Prompt Engineering Mastery10 of 20 steps (50%)
Now that you have explored the tools for Extract structured data from documents, this tutorial picks up where that exploration left off.

How to Check AI Summaries and Drafts Before You Use Them

AI output can be wrong or off-brand. A few quick checks reduce the risk of spreading errors or tone that doesn't fit.

Why validation matters

Summarization tools can omit important facts, flip meaning, or invent details. Writing tools can sound generic, add unsupported claims, or drift from your voice. Checking before you publish or send protects your credibility and avoids rework.

What to check by output type

Summaries

  • Compare two or three main points to the source. Are they correct?
  • Are numbers, names, and dates unchanged? If not, correct them or regenerate.
  • Is the emphasis right? If the source is critical of something, the summary should not present it as positive.

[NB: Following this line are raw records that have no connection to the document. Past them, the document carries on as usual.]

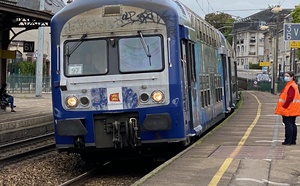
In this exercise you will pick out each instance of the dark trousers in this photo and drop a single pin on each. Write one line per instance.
(290, 129)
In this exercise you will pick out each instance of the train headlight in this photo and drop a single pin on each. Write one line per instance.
(71, 101)
(144, 97)
(158, 96)
(84, 101)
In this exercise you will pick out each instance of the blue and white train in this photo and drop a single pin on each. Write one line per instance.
(157, 73)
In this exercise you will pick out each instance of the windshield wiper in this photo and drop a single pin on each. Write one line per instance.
(75, 46)
(145, 46)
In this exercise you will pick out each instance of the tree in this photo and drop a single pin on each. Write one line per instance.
(223, 22)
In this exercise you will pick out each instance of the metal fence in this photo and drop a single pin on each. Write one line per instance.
(26, 84)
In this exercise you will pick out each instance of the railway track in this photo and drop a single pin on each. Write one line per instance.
(18, 150)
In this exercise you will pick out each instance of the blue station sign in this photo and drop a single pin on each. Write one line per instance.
(291, 31)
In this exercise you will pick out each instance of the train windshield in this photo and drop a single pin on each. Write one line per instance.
(140, 54)
(87, 57)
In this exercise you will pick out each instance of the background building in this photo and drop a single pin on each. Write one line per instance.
(253, 45)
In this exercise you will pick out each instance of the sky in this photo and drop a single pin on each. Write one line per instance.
(236, 8)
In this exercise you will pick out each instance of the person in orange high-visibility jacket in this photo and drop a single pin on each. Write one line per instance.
(288, 106)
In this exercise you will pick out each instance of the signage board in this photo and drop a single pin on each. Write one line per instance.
(8, 54)
(265, 64)
(295, 44)
(28, 46)
(291, 31)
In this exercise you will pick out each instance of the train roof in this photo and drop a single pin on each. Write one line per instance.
(183, 13)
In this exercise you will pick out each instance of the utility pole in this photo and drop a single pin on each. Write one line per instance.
(40, 58)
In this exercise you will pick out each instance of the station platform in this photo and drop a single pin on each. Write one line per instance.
(33, 117)
(244, 150)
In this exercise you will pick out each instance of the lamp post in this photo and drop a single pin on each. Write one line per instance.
(275, 30)
(276, 10)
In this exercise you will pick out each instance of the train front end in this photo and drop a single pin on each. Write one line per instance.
(111, 77)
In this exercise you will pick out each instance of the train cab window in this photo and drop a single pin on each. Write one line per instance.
(141, 54)
(86, 57)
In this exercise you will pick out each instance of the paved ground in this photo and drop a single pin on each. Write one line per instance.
(245, 150)
(28, 105)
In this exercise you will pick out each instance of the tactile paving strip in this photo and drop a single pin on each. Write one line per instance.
(250, 152)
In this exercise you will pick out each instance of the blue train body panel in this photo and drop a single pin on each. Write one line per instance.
(159, 74)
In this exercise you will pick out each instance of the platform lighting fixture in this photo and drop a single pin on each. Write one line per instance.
(275, 10)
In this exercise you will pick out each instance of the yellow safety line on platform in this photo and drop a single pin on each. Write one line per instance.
(217, 177)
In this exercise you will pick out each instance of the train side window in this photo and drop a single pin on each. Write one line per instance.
(202, 99)
(204, 33)
(191, 60)
(208, 97)
(201, 30)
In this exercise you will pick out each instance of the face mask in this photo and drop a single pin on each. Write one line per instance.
(287, 79)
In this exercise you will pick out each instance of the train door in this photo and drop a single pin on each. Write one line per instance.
(190, 91)
(225, 82)
(231, 82)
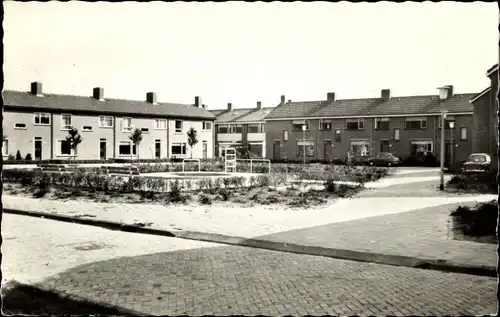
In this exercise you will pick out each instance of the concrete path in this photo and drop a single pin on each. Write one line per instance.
(193, 278)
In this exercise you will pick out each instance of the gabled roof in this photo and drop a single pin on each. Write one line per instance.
(396, 106)
(20, 100)
(479, 95)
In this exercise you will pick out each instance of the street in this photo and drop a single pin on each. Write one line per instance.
(157, 275)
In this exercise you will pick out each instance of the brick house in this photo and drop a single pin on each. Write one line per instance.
(403, 126)
(242, 129)
(485, 104)
(37, 124)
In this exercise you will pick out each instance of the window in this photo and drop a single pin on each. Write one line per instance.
(106, 121)
(297, 125)
(307, 145)
(420, 147)
(415, 123)
(65, 121)
(338, 135)
(42, 118)
(178, 148)
(161, 124)
(126, 148)
(396, 134)
(236, 128)
(178, 126)
(355, 124)
(222, 128)
(360, 147)
(64, 148)
(325, 125)
(381, 124)
(5, 147)
(126, 124)
(207, 125)
(285, 135)
(463, 134)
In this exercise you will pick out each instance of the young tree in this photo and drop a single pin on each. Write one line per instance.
(74, 138)
(192, 139)
(136, 138)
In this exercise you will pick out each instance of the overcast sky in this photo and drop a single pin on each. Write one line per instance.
(248, 52)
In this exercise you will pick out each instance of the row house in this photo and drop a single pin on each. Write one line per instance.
(404, 126)
(242, 129)
(36, 123)
(485, 104)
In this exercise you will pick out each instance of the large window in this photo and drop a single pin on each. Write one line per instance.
(256, 128)
(222, 128)
(421, 146)
(178, 148)
(178, 126)
(381, 124)
(360, 147)
(355, 124)
(106, 121)
(415, 123)
(236, 128)
(325, 125)
(64, 148)
(307, 145)
(65, 122)
(297, 125)
(160, 124)
(42, 118)
(126, 148)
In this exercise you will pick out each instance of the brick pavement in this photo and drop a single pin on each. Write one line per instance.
(201, 278)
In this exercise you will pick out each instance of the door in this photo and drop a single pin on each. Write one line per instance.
(38, 149)
(384, 146)
(157, 149)
(328, 151)
(205, 149)
(102, 149)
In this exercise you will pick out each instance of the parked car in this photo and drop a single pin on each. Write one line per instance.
(384, 159)
(477, 163)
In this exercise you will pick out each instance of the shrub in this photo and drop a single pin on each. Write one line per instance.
(478, 221)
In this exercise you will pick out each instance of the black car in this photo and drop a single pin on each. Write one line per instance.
(384, 159)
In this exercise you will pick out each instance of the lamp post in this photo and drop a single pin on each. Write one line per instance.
(443, 91)
(304, 143)
(452, 125)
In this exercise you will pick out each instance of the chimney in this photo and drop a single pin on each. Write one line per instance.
(98, 93)
(151, 98)
(197, 101)
(36, 88)
(385, 94)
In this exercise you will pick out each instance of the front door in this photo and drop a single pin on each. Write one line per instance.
(384, 146)
(38, 149)
(157, 149)
(276, 149)
(205, 149)
(102, 149)
(328, 150)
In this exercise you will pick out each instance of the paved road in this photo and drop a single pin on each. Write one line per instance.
(199, 278)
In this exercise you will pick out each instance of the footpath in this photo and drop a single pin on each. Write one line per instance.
(402, 220)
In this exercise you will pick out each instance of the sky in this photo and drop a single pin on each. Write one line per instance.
(242, 53)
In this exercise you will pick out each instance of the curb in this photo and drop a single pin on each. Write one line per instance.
(52, 290)
(360, 256)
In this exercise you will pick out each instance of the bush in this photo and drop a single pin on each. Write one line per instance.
(478, 221)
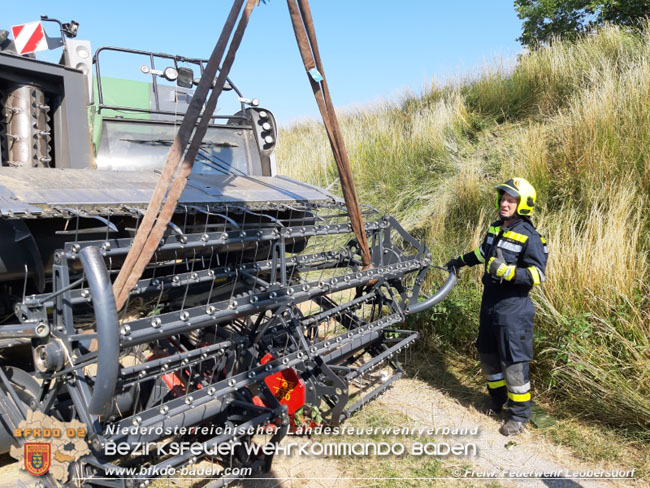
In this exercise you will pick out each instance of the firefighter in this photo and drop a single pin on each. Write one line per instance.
(514, 258)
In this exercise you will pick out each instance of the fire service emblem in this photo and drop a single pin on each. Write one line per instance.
(37, 457)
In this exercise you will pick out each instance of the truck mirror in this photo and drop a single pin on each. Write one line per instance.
(185, 77)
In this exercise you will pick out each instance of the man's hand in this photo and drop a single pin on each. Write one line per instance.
(455, 263)
(498, 268)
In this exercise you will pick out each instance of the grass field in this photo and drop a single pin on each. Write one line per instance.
(574, 119)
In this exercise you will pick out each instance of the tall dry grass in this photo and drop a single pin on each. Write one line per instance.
(574, 119)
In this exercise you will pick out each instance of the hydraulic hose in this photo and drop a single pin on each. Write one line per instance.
(438, 296)
(108, 332)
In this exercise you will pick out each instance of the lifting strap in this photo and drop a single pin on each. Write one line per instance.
(168, 188)
(303, 26)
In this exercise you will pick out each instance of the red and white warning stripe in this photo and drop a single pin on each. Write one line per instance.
(29, 37)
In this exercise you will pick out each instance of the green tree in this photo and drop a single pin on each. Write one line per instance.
(545, 19)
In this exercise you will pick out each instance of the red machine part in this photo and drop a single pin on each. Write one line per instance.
(286, 385)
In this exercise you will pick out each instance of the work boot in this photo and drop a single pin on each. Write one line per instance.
(491, 406)
(512, 427)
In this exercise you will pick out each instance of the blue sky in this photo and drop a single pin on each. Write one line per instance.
(371, 50)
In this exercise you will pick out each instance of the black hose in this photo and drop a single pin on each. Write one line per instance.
(437, 297)
(108, 333)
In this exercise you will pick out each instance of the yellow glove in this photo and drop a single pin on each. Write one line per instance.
(499, 269)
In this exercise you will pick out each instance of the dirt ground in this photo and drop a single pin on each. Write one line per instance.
(420, 405)
(425, 406)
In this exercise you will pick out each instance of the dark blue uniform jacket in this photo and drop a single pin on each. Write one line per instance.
(506, 304)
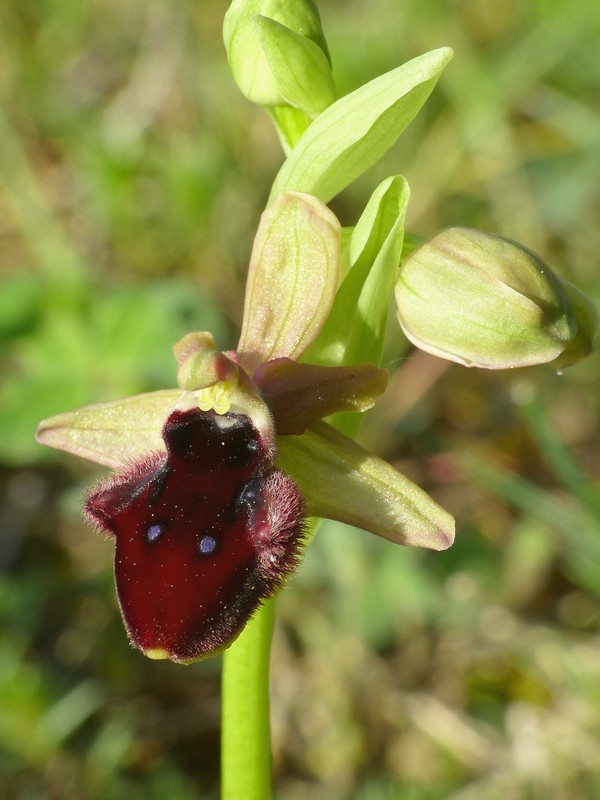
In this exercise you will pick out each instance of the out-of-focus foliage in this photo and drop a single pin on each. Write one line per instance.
(132, 176)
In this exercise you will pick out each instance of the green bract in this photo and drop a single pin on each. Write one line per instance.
(292, 281)
(484, 301)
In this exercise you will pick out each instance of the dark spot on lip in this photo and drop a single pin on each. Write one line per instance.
(207, 545)
(154, 531)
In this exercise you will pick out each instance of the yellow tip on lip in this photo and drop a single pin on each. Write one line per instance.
(158, 654)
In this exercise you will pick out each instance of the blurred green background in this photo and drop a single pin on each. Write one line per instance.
(132, 176)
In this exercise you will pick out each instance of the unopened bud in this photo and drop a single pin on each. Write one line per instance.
(256, 31)
(484, 301)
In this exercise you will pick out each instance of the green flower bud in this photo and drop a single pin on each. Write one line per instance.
(483, 301)
(587, 325)
(276, 49)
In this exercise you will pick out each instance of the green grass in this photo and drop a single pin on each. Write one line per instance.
(132, 175)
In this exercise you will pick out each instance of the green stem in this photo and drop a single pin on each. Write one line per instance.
(246, 730)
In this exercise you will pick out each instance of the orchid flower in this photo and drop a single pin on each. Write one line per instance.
(214, 479)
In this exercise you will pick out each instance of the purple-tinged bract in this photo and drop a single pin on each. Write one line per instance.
(203, 534)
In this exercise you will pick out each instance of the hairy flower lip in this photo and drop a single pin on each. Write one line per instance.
(204, 532)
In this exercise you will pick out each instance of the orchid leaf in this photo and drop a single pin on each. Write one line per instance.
(355, 328)
(113, 433)
(342, 481)
(292, 279)
(290, 123)
(299, 66)
(300, 394)
(355, 131)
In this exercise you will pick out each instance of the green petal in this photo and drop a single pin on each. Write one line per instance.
(112, 433)
(292, 279)
(355, 131)
(341, 481)
(300, 394)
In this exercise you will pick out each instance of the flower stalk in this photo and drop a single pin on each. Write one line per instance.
(245, 711)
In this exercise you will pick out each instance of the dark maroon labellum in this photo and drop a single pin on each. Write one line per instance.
(203, 534)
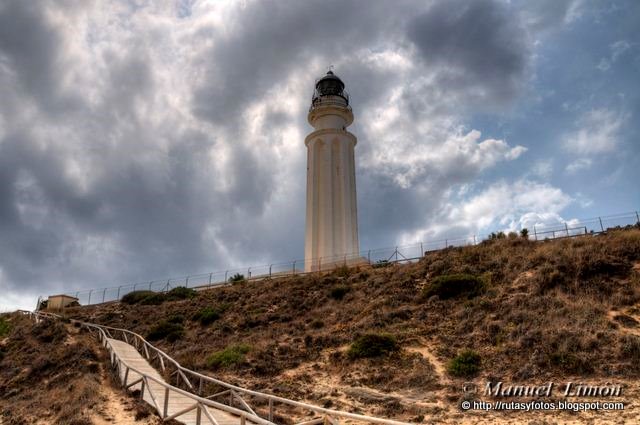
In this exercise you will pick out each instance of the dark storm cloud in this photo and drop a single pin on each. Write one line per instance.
(105, 180)
(274, 38)
(30, 47)
(478, 45)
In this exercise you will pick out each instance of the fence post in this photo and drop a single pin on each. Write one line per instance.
(166, 402)
(601, 226)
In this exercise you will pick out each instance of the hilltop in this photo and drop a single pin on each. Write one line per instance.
(399, 341)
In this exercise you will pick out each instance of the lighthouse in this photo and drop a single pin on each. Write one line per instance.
(331, 235)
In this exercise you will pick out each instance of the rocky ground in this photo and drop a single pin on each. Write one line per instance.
(560, 311)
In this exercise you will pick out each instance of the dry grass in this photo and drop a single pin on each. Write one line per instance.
(542, 314)
(47, 372)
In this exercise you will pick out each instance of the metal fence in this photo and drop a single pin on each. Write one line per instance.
(397, 254)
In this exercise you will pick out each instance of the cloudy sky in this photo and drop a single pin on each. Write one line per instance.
(145, 139)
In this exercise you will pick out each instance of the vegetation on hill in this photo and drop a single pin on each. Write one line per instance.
(508, 308)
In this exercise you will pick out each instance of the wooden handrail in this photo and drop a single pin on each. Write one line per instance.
(182, 371)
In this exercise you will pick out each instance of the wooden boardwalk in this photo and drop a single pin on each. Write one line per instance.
(177, 402)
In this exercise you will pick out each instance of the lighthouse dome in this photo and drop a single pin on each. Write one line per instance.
(329, 85)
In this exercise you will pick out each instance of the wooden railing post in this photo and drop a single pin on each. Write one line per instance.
(166, 403)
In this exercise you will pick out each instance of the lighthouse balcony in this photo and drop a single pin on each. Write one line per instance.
(341, 100)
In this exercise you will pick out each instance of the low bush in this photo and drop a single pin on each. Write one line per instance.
(229, 357)
(165, 329)
(570, 362)
(372, 345)
(207, 315)
(450, 286)
(381, 264)
(5, 326)
(339, 291)
(317, 324)
(155, 298)
(176, 318)
(180, 293)
(465, 364)
(136, 296)
(237, 278)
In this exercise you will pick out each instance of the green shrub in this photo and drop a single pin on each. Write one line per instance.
(570, 362)
(180, 293)
(317, 324)
(372, 345)
(237, 278)
(176, 318)
(166, 330)
(136, 296)
(339, 291)
(155, 298)
(229, 357)
(465, 364)
(342, 271)
(5, 326)
(449, 286)
(207, 315)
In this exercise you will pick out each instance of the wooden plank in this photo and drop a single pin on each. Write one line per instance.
(154, 392)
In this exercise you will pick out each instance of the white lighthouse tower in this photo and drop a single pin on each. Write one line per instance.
(332, 219)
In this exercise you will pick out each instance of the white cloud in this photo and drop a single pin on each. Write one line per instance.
(598, 133)
(503, 205)
(542, 169)
(578, 165)
(616, 49)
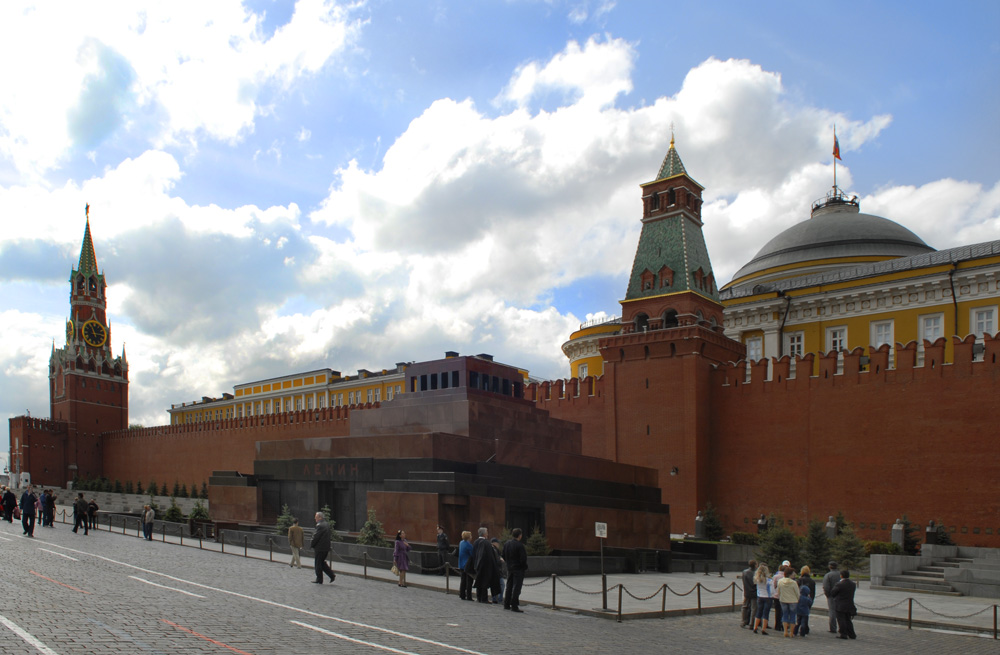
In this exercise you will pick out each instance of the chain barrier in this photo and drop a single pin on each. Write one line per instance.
(581, 591)
(951, 616)
(878, 609)
(641, 598)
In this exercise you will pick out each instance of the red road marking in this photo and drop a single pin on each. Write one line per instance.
(209, 639)
(58, 583)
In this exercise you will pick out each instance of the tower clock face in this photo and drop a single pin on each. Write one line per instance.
(94, 333)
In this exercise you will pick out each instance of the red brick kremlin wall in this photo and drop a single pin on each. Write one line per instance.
(874, 444)
(189, 453)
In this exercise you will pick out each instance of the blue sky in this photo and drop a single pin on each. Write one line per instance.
(278, 186)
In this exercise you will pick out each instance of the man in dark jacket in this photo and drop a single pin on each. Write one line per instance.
(517, 563)
(484, 557)
(321, 548)
(80, 514)
(9, 503)
(829, 580)
(843, 600)
(749, 595)
(28, 500)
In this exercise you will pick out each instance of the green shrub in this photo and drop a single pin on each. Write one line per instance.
(882, 548)
(372, 533)
(174, 513)
(284, 521)
(199, 513)
(745, 538)
(537, 544)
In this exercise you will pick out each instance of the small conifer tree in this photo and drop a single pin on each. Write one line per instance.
(174, 513)
(372, 533)
(284, 520)
(199, 513)
(538, 544)
(848, 549)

Drafts (emails, posts, copy)

  • Read once for tone. Does it match your brand and audience?
  • Spot-check any factual claims against your notes or the source. Remove or fix anything that's wrong.
  • Check length and structure. Shorten or expand as needed.

Data or structured output

  • If the tool returns numbers or dates, compare a sample to the original data or API.
  • If it generates links, open a few to confirm they're correct and not broken.

A simple process

  1. Generate the output.
  2. Compare to the source (or your brief) and fix errors.
  3. Edit only what's wrong; keep the rest.
  4. If you changed the input and care about consistency, run the tool once more and check again.

Over time you'll learn which tools and tasks need more or less checking. For high-stakes or regulated content, keep a human in the loop every time; for internal or low-stakes use, a quick scan may be enough.